C.      LA SENCILLEZ ESPIRITUAL IMPLICA CONFIANZA Y DEPENDENCIA DE DIOS

      Otra de las actitudes que deben componer el carácter del discípulo de Cristo encuentra su origen en la fe que el pobre deposita en la dispensación misericordiosa de Dios de toda sus riquezas en gloria. Sabiéndonos pobres espiritualmente, no solo hemos de mostrar en confesión esta realidad, sino que en la práctica el creyente ha de tener una confianza humilde en Dios, aunque su lealtad resulte en opresión y desventaja material. La pobreza de espíritu y su reconocimiento diario de la misma nos ayuda a confiar en la provisión espiritual de Dios. No es posible aceptar nada de las manos de Dios si primeramente no estamos vacíos de nosotros mismos, de nuestros merecimientos y de nuestros intentos por auto-justificarnos. Cuando nos despojamos de nuestra máscara de orgullo espiritual podemos acceder a la gloriosa abundancia de bendiciones espirituales presentes en el reino de Dios. El corazón se muestra generoso y desprendido para con los demás, sabiendo con absoluta certeza que haciéndose pobres por amor del reino de los cielos redundará en morar por toda la eternidad en la presencia del Señor.

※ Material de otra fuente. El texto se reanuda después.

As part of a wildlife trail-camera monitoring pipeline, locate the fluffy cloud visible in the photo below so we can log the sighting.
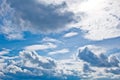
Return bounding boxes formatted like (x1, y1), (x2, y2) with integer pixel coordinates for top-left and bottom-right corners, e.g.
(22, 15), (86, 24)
(63, 32), (78, 38)
(48, 49), (69, 55)
(24, 43), (57, 51)
(0, 50), (58, 79)
(78, 45), (107, 56)
(0, 50), (120, 79)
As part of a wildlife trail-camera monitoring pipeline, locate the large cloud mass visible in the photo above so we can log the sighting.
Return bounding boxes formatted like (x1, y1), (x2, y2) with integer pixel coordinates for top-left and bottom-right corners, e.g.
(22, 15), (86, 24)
(0, 0), (74, 39)
(0, 0), (120, 40)
(69, 0), (120, 40)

      Seremos felices, según lo que especifica Jesús con sus palabras, cuando admitamos nuestra dependencia de Dios en todos los aspectos, caminando por la vida pendientes y expectantes ante lo que Dios quiera darnos. Jesús siempre se mostró sencillo de corazón en este respecto. Nunca ocultó su dependencia de su Padre celestial y siempre fio toda su actuación y ministerio a su voluntad: “Todo lo que el Padre me da, vendrá a mí; y al que a mí viene, no le echo fuera. Porque he descendido del cielo, no para hacer mi voluntad, sino la voluntad del que me envió.” (Juan 6:37-38). Jesús se sujetó a lo que Dios lo había llamado para bendición y felicidad de todos aquellos que creemos en su nombre. En tanto en cuanto decidamos someternos a la gracia de Dios, tendremos el camino expedito al reino de los cielos, el cual acoge a aquellos discípulos de Jesús que siguen creciendo al compás de su ejemplo y palabras de vida.

CONCLUSIÓN

     Esta primera bienaventuranza nos invita a ser sencillos de corazón. De vivir coherentemente de acuerdo con esta faceta del carácter de Cristo dependerá nuestra felicidad y alegría de vida. La marca distintiva del seguidor de Jesús y del miembro de la iglesia de Cristo en Carlet que aspire a ser moldeado por el Espíritu Santo deberá diferenciarse de la norma egocéntrica y altiva del entorno social en el que nos hallamos. Somos distintos porque en nuestro reconocimiento de nuestra pobreza espiritual podemos alumbrar nuestra comunidad con la luz de la humildad y la honradez que tanto necesita nuestro mundo.